Protester Fabian Barcenas said he wanted to give voice to “millions of workers who pay taxes and support their families who don’t have the chance of having legal status here.”
In New York City, demonstrators marched up Broadway to Wall Street, while in Seattle, officers apprehended a man suspected of throwing a rock during a rally there.
Organizers aimed to combine traditional May Day themes of protecting workers’ rights with a condemnation of increased deportations under Trump as well as a call for voters to go to the polls for the upcoming mid-term congressional elections.
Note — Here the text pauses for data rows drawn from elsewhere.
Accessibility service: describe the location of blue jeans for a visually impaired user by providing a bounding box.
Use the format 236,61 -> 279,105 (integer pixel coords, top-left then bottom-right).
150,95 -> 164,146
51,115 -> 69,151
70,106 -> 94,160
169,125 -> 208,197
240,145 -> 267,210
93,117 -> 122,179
They also decried Trump administration policies and rhetoric they called hostile to the environment, racial and ethnic minorities and women.
The protesters denounced the administration’s decision to end temporary protected status for thousands of immigrants from several countries, liked Nicaragua, Haiti, El Salvador, Sudan and Nepal which had suffered from natural disasters or conflict.
Another thing they spoke against was the unclear future of around 700,000 young immigrants, who were brought to the US illegally as children and now are facing possible deportation after Trump decided to scrap an Obama-era program protecting them.
The leaders of the demonstrations emphasized the fact that such policies extremely hurt undocumented workers toiling in low-wage, non-unionized sectors such as fast-food, hospitality, child care and agriculture.